The fact that the weighted burden scores were higher in controls than in cases is consistent with the hypothesis that rare genetic variants in TMPRSS2 with functional effects disrupting functioning of the protein might be protective against severe infection. Although this is biologically plausible it should be emphasised that the results obtained are not statistically significant. This could be investigated further by carrying out targeted sequencing of this gene in a sample of a few hundred severely affected subjects.

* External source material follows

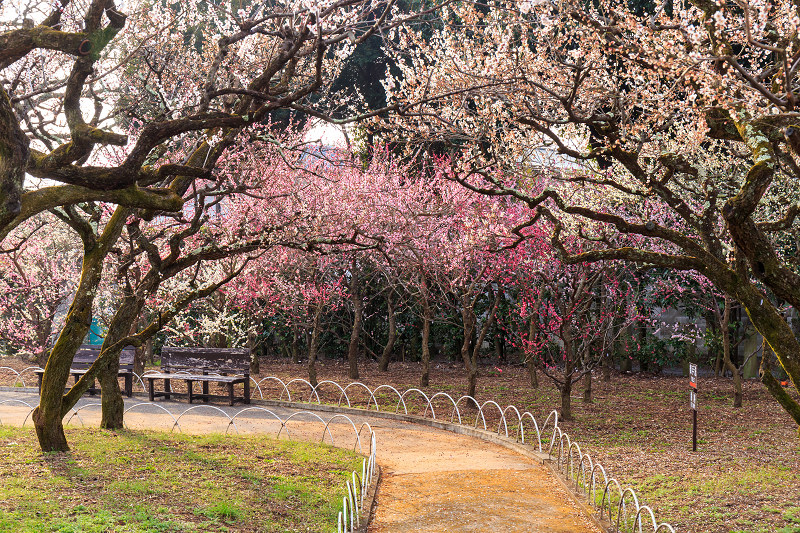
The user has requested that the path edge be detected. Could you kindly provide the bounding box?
[357,464,381,533]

Genetic variants affecting the structure and function of the ACE2 and TMPRSS2 proteins are not a major determinant of whether infection with SARS-CoV-2 results in severe symptoms.
Data Availability
No new data was generated for this study. The data used is available on application from UK Biobank.
Supplementary Table 1 Table showing genotype counts and allele frequencies for variants in ACE2 and TMPRSS2 in cases tested positive for SARS-CoV-2, presumed to have severe illness, against background controls. Each variant is assigned a weight, with higher weights for variants which are rarer and/or with predicted damaging effects. For variants in ACE2, which is on the X chromosome, males are treated as homozygotes. To preserve subject anonymity, variant positions and annotations are redacted.
Acknowledgments
This research has been conducted using the UK Biobank Resource. The author wishes to acknowledge the staff supporting the High Performance Computing Cluster, Computer Science Department, University College London. This work was carried out in part using resources provided by BBSRC equipment grant BB/R01356X/1.